With respect to private investment, tax reform is critical.

Permit me an analogy here. Imagine that you are running a library and that there is a substantial volume of overdue books. You might offer amnesty to get people to return the books. You might announce you will never offer amnesty, so people will take fines seriously and return the books. Only an idiot would put a sign on the door saying, “No amnesty now, but we’re thinking hard about amnesty for next month.”

You laugh, but American corporations have $2 trillion-plus overseas. If they bring that cash back right now, they pay 35 percent. If you’ve picked up any newspaper in the last seven years, you’ll know that Congress has been actively debating changes to that policy—for seven years. Just like the sign on the door of the library saying they’re thinking about amnesty for next month. It would be hard to conceive a policy better designed to keep that cash outside the US and not invested in the US than the policy we have pursued. That’s why I stress business tax reform as important for economic growth.

Third, we should grow our effective labor force. This is something that plays out over longer periods of time. Eighty percent of the labor force that we’re going to have in the late 2020s, we already have today. If their schooling wasn’t good, we’re not going to be able to fix it. What we do to educate our workforce matters. What we do to incentivize our workforce—through the design of our social safety net, and through disability insurance—matters. What we do to change our immigration policies—particularly our immigration policies on highly skilled workers—matters. Many highly skilled, potential immigrants are going to start companies wherever they live, and it’s hard to see why it’s not in our interest for them to start those companies here in the US.

When I was president of Harvard, I encountered a brilliant chemistry graduate student whom I’ll never forget. He was working with his advisor on what was going to be his first paper. His father died. He went back to China for the funeral. He spent 10 months trying to get back into the US, and the paper had to be published without him. That is not the way to attract talent and entrepreneurship.
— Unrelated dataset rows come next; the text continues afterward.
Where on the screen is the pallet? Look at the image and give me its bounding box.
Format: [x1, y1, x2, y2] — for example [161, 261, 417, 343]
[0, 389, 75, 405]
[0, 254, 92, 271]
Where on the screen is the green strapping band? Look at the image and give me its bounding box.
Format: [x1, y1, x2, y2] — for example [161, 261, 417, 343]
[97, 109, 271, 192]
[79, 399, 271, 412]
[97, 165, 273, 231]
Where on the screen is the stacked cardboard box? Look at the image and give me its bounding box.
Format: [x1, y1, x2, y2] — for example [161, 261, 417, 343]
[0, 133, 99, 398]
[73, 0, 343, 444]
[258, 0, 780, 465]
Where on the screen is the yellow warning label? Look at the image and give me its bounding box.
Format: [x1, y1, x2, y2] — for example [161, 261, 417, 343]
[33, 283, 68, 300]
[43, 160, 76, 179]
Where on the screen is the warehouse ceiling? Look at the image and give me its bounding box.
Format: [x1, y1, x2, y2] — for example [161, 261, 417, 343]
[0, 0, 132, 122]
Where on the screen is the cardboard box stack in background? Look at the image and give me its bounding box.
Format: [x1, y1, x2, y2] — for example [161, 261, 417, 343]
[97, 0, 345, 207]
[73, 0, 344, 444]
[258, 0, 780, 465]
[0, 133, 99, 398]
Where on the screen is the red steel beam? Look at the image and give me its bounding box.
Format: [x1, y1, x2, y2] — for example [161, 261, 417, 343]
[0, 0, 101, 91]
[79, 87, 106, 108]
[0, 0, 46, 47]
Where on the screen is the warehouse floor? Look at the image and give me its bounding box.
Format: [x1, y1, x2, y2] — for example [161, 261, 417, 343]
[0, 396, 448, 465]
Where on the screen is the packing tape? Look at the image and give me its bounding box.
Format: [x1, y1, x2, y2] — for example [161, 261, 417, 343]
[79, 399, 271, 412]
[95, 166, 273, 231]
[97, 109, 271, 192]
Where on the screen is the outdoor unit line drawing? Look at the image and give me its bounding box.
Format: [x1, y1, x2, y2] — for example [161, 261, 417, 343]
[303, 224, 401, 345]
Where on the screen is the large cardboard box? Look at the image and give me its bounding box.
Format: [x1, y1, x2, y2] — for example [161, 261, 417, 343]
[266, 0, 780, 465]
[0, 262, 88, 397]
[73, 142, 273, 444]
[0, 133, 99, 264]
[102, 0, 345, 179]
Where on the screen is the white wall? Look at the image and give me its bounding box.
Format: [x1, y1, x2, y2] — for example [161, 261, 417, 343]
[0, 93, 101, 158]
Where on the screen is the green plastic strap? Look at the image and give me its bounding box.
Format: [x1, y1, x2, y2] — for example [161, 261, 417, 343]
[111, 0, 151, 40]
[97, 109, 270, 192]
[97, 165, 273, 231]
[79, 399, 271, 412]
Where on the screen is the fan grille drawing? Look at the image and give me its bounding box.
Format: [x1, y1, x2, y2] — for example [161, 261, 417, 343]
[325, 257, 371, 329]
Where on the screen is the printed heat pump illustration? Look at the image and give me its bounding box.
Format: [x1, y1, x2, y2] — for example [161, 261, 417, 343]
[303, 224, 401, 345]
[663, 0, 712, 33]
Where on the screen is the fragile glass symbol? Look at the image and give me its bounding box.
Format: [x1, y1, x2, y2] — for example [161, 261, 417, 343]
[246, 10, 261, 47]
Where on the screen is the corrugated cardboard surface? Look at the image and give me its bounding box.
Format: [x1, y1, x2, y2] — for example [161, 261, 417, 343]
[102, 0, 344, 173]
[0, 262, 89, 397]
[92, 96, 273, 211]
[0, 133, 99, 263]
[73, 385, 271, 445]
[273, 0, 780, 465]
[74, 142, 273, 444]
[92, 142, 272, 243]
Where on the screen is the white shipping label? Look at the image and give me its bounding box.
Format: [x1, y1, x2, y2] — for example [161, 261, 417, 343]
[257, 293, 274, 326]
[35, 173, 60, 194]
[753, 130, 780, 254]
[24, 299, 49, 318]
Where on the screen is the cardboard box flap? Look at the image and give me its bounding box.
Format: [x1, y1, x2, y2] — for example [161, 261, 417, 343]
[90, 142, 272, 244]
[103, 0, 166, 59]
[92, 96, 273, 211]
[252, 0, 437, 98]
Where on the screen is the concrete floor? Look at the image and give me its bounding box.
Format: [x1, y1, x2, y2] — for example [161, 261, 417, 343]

That’s why I see a need to support the substantial growth of an effective labor force.

Fourth, our financial system requires continuing attention. I’m hoping that these scholars associated with Chicago Booth’s Initiative on Global Markets can figure out exactly what form that attention should take. We have a financial system that has repeatedly produced substantial crises—the 1987 crash, the 1990 real-estate bubble, the S&L crash, the Mexican financial crisis, the Asian financial crisis, the internet bubble, Enron, and then the Great Recession of 2008. On average, a crisis every three years for the last 30 years. That surely has taken a toll on growth.

At the same time, because pendulums swing, at a time of substantial unemployment, a large number of middle-class Americans are not able to get mortgages today with reasonable down payments. It appears, though the matter is in some dispute, that there are significant impediments in the flow of capital to small businesses as well. Financial reform, labor-force support, stimulus to private investment, increases in public investment—this stuff is not rocket science. Most of it operates on both the demand side and the supply side. Whatever exactly your theory is, it’s a good thing and it is hugely important.

I would say to you that whatever you care about, if all you care about is that we’ve got an excessive federal debt, the most important determinant of the debt-to-GDP ratio in 2030 is how rapidly the economy grows between now and then. If what you care about is American national security, the most important determinant of how much we are respected and how much influence we have in the world is how well our economy performs. If what you care about is inequality and poverty, the most important determinant of the employment prospects of the poor is how rapidly the economy is growing.

I would suggest to you that there is no more important question for the American prospect than accelerating the rate of economic growth. It seems to me, whether you’re a demand sider or a supply sider, a Democrat or a Republican, there’s a great deal of common sense that should lead you to support increased economic growth.